Niejasne okoliczności kolejnej śmierci w Rosji. "Wbrew wersji śledczych, został zamordowany"

Artykuł
twitter.com

W ostatnich dniach rosyjskie media ujawniły szczegóły śmierci w lutym br. w petersburskim więzieniu 56-letniego biznesmena Walerija Pszenicznego, oskarżonego o defraudację 100 mln rubli przy projektowaniu okrętu podwodnego dla armii FR. Okazało się, że wbrew wersji śledczych Pszeniczny nie popełnił samobójstwa, lecz został brutalnie zamordowany.

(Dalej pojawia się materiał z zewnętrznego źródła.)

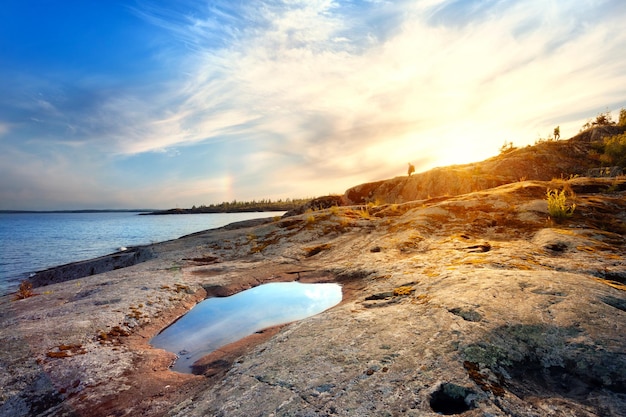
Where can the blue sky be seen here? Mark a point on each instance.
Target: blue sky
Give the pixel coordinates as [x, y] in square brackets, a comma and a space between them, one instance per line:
[121, 104]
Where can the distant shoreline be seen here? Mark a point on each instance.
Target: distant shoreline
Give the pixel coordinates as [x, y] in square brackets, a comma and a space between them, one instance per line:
[210, 211]
[77, 211]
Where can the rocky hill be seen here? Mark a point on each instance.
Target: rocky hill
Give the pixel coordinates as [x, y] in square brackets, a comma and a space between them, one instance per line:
[544, 161]
[461, 296]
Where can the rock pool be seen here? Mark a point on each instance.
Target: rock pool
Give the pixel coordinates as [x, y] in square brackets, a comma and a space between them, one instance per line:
[216, 322]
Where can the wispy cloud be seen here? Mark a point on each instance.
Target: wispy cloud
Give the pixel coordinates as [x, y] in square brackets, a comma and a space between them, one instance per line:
[318, 95]
[325, 81]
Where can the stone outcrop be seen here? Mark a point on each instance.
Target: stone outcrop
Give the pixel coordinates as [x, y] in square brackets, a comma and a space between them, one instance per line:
[76, 270]
[475, 304]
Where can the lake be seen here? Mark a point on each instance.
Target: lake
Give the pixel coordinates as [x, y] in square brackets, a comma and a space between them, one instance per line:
[31, 242]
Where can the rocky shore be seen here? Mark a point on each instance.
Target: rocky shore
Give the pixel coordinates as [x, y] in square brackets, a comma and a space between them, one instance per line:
[475, 305]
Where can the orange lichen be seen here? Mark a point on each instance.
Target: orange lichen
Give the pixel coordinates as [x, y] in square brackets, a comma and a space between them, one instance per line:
[405, 290]
[65, 351]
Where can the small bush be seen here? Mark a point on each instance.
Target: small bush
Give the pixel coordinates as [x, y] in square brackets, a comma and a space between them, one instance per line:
[558, 207]
[25, 291]
[615, 150]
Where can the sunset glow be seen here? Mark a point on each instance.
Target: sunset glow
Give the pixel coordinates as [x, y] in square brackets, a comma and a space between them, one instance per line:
[157, 104]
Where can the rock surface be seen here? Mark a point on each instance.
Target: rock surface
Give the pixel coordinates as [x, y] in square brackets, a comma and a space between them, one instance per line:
[475, 304]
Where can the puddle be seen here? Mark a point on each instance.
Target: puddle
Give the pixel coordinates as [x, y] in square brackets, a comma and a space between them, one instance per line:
[216, 322]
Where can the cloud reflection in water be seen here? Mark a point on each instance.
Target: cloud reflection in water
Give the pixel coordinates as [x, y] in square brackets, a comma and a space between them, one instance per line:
[216, 322]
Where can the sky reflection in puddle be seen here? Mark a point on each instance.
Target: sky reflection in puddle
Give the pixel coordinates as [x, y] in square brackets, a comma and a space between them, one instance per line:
[216, 322]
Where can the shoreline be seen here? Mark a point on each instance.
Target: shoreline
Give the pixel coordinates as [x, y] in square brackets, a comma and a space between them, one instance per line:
[476, 298]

W 2016 r. Pszeniczny – twórca firmy Novit Pro – wraz ze swoim partnerem biznesowym Andriejem Pietrowem brał udział w projekcie naukowo-badawczym związanym z opracowaniem trójwymiarowego modelu okrętu podwodnego „Warszawianka” dla Marynarki Wojennej Rosji. W trakcie prac Pszeniczny oskarżył jednak swojego wspólnika o defraudację pieniędzy przeznaczonych na projekt. Pietrow na kilka miesięcy trafił do więzienia. Tam zeznał jednak, że to Pszeniczny celowo zawyżył koszty projektu aż o 100 mln rubli, czyli ok. 1,6 mln dol. Na podstawie tych zeznań Pietrowa wypuszczono, a Pszenicznego wtrącono 18 stycznia br. do więzienia w Petersburgu.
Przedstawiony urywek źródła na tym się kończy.